Senator McCain—also having endorsed Mourdock in the past—issued a statement through his communications director Brian Rogers. “Senator McCain is glad that Mr. Mourdock apologized to the people of Indiana and clarified his previous statement,” Rogers said. “Senator McCain hopes the people of Indiana will elect Mr. Mourdock to the U.S. Senate.”

But Matt Canter, communication director of the Democratic Senatorial Campaign Committee, said Republicans should denounce Mourdock. “Richard Mourdock refuses to apologize for his heinous views on rape,” Canter said in an e-mail. “Republicans across the country have raised hundreds of thousands of dollars for their campaign coffers through joint committees with Mourdock. They should immediately condemn his offensive views and donate that money to charity.”

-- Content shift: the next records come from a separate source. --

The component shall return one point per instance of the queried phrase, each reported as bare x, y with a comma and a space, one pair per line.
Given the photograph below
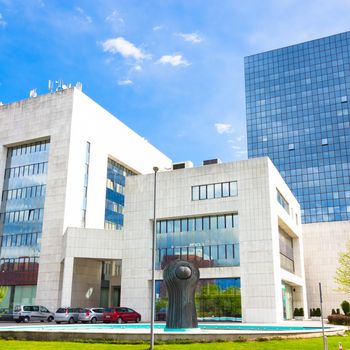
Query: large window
116, 174
22, 212
216, 299
286, 251
218, 190
208, 240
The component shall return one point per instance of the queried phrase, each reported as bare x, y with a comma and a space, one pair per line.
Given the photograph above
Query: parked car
6, 314
28, 313
161, 314
120, 315
91, 315
67, 314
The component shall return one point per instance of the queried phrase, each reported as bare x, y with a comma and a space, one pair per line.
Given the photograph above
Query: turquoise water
204, 326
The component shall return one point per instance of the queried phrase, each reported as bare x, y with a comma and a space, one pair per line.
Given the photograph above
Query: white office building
76, 218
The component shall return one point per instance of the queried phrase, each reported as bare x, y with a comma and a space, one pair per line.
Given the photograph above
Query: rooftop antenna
79, 86
33, 93
59, 85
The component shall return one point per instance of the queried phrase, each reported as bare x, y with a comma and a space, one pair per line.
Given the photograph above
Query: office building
77, 218
297, 104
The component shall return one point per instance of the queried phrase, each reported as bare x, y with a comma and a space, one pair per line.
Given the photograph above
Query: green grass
286, 344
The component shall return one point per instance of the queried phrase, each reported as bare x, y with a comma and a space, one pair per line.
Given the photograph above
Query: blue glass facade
116, 175
21, 214
209, 241
297, 103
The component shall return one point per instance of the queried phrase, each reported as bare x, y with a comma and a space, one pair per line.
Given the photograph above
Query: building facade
77, 211
64, 160
297, 104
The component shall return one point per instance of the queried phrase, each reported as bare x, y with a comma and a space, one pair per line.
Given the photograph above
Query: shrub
345, 307
339, 320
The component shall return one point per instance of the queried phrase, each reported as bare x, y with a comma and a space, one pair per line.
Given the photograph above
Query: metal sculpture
180, 278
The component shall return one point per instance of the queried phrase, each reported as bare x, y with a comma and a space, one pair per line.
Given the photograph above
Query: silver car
67, 314
91, 315
28, 313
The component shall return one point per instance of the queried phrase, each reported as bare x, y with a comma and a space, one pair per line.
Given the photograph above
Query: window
282, 201
218, 190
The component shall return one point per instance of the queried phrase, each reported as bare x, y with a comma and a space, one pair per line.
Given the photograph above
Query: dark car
120, 315
161, 314
6, 314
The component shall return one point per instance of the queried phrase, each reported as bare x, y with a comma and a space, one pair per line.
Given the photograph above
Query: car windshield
61, 310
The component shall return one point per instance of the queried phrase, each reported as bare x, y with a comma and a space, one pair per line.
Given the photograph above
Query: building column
67, 281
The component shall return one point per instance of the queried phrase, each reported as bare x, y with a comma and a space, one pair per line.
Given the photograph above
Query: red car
120, 315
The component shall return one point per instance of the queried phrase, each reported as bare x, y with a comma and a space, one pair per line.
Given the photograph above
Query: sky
172, 70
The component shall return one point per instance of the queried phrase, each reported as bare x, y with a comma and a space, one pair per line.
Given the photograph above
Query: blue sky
172, 70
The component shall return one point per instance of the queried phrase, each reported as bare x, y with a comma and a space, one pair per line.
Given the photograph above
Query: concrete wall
87, 283
258, 212
322, 244
70, 119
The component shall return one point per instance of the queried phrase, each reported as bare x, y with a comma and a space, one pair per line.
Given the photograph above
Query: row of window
207, 252
114, 186
118, 168
109, 225
116, 207
19, 264
40, 146
202, 223
22, 215
86, 181
24, 192
218, 190
22, 239
26, 170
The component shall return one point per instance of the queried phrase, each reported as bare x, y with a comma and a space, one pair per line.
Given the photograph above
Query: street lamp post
155, 169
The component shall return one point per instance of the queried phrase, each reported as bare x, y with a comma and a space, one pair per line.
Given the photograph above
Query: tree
342, 274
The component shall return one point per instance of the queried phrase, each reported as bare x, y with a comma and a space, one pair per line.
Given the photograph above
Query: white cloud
137, 68
115, 17
192, 37
3, 23
156, 28
83, 14
174, 60
124, 48
223, 128
125, 82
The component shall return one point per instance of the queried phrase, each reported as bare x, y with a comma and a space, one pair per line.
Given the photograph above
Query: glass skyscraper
297, 102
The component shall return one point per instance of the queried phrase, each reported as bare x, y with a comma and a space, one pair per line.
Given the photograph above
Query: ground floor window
18, 295
217, 299
287, 300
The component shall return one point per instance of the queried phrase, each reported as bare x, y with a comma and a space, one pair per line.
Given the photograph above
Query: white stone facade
259, 213
71, 256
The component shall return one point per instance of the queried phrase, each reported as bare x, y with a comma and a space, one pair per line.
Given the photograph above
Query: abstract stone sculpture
180, 278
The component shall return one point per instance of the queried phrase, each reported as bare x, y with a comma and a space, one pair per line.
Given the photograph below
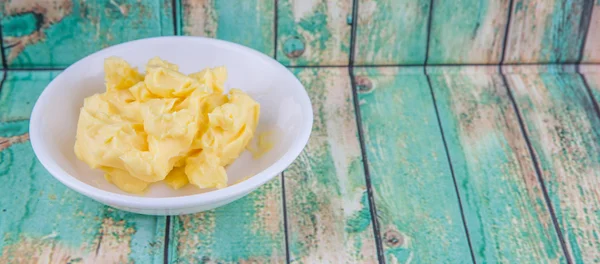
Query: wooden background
464, 131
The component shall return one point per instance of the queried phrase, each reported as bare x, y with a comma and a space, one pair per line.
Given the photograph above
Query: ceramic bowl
286, 112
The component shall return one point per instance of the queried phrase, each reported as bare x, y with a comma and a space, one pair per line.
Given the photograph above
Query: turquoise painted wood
249, 230
547, 31
313, 32
45, 222
56, 33
564, 131
249, 22
391, 32
329, 219
506, 215
591, 53
416, 203
591, 73
467, 31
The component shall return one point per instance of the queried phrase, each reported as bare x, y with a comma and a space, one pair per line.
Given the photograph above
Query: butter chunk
164, 126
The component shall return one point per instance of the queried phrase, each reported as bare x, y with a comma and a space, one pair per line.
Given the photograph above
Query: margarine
164, 125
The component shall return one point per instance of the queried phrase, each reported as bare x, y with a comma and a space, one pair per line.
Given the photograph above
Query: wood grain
391, 32
416, 202
314, 32
56, 33
249, 22
45, 222
249, 230
329, 219
564, 131
591, 53
505, 211
591, 73
467, 31
547, 31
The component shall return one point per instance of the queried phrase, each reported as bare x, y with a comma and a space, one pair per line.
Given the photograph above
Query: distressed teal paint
566, 144
329, 217
247, 230
391, 32
21, 25
78, 28
40, 213
549, 31
246, 25
22, 87
563, 39
507, 218
467, 31
320, 26
410, 175
250, 23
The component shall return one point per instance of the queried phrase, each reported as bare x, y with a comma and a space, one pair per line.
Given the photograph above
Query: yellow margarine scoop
164, 125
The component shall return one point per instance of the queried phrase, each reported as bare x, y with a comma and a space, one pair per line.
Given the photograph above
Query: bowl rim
236, 190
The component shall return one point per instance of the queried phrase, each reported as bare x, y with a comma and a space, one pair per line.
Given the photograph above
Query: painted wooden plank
329, 219
45, 222
467, 31
250, 22
313, 32
417, 205
506, 215
591, 53
57, 33
391, 32
249, 230
564, 131
549, 31
591, 73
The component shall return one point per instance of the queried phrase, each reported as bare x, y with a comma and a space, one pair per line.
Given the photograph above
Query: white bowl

Obama continues to highlight the comments in an attempt to speak directly to the female voter as he travels the country on a multi-city tour. He said in an interview with NBC’s Brian Williams on “Rock Center” that, “…these attempts to redefine rape in some way make no sense to me. And I don’t think they make sense to a vast majority of women across the country. More broadly I think what these episodes point to is the fact that you don’t want politicians, a majority of them male, making a series of decisions about women’s health care issues. I am very confident about my track record when it comes to having confidence that women can make their own decisions…” And he continued, “I think that it’s important for women to have confidence that their President knows this is a set of decisions for them to make in consultation with their families, their clergy. It is not something that politicians need to get involved in.”

Although Obama has said it’s not something politicians should get involved in, women’s health care has taken the stage, front and center, and politicians on both sides are certainly involved. If women are listening, will they truly be swayed by the rhetoric on either side? Will Obama’s recent aggressive stance about Romney or his pejorative term “Romnesia” and his continuous focus on the rape comments, help, hurt or have no affect on the female swing vote? And will Romney’s decision to campaign in the key states only and avoid talking to reporters in these final days, help distance him from Mourdock to hold on to the female vote? The answer will be nothing if not historic and revealing on November 6th.